Students can also use the following text for this activity:
Teachings from the Past
Long ago, the land was kept clean so the animals would have secure migration routes. Even bones were not to be disposed of in the water. The health of the sea and its inhabitants was always a consideration. In order to ensure that the fish would thrive, the water was always to be kept clean.
Specific rules were in place for igluit (snow houses). For example, nothing was to be placed near any entrance, because that would make snow pile up at another entryway. In wintertime, igluit were oriented to face the sun. In this way, they would receive sunlight and face the northwest winds; snow does not pile up in entrances when igluit are built to face this direction. Placing igluit in this way meant they would provide good homes throughout the winter.
Areas of land used for long-stay camps were left to rest before a group would make use of them again. For example, the land had to be allowed time—usually at least a year—to get rid of the scent of humans before people returned for another stay. Bones were gathered and placed in one area before leaving the camp.
Ittuqtarniq or anijaarniq is a daily routine for young children during which they observe the weather early in the morning. This experience can provide the first steps toward becoming environmental stewards. If we fail to be keen observers, we will be less able to adapt to conditions that are always changing.
Source: Inuit Principles of Conservation: Serving Others, Shirley Tagalik. The full lesson plan can be found on our website.
Computer Activity
Task 3 – Teachable Machines
In this lesson, students experiment with teachable machines and train a computer to identify different animal and bird sounds by creating an Audio Project.
Follow the instructions below:
- Go to Teachable Machine and click the Get Started button. Choose Audio Project.
- Once in the project, upload background noise into the system.
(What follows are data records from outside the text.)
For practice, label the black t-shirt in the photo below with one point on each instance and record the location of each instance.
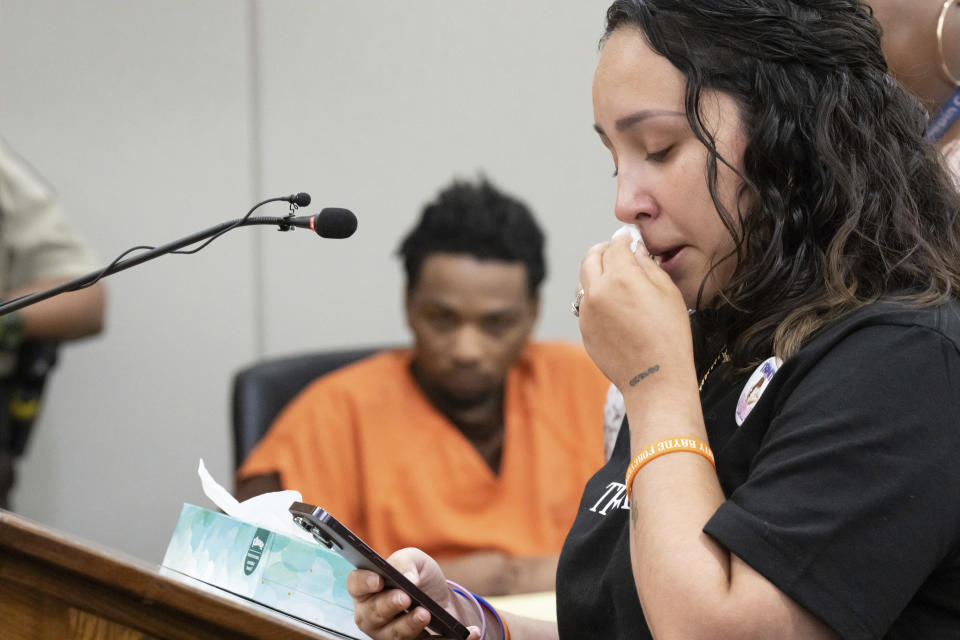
(842, 486)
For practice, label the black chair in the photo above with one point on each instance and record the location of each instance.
(262, 390)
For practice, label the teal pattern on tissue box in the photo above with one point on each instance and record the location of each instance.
(299, 578)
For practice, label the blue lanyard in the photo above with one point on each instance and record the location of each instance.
(948, 114)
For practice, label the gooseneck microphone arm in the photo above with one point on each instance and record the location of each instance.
(331, 223)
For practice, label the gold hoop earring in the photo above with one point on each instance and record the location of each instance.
(943, 59)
The background audio must be at least 20 seconds long. This will allow the computer to distinguish the noise in the background around students from the significant elements of other media files.
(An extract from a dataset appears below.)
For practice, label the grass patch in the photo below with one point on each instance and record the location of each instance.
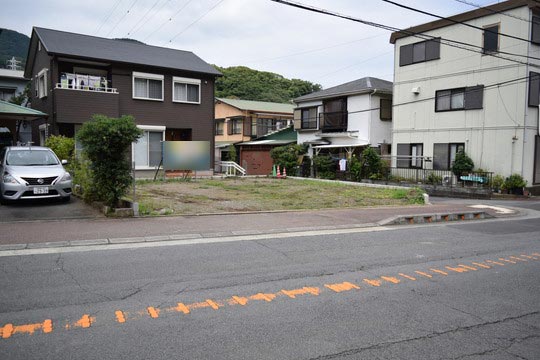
(163, 197)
- Once the background noise is uploaded, it’s time to upload various animal sounds (dogs and cats). Our goal is to help the computer distinguish between dog sounds and cat sounds.
- Use mobiles or smart devices to search for different dog and cat sounds and use the computer’s microphone to record them in the machine. There should be a minimum of eight data samples for each type, cats and dogs. Once all the samples are uploaded, the resulting program should look like this:
- Now, click Train Model and allow the machine to process the data. This might take a few minutes.
- Once the machine model is trained, play different animal sounds to the computer and see whether it can identify them. Check the Output tab, to see what the model predicts.
Note: that during the time this lesson was written, there were no animals present, therefore the model registered background noise at 96%. Students can play cat and dog sounds on their smart devices for the machine learning model to make a prediction.
Conclusion
Now that students clearly understand natural language processing and how machines understand human language, it is time to explore the implications of voice-generated AI on everyday life. Ask students:
- How can AI be useful to online safety and privacy? How might it be a threat?
- What experiences have students had with voice-generated AI programs?
- When interacting with voice-generated AI, what should we do to ensure our safety and privacy?
- What are some of the fields where AI might prove useful and how?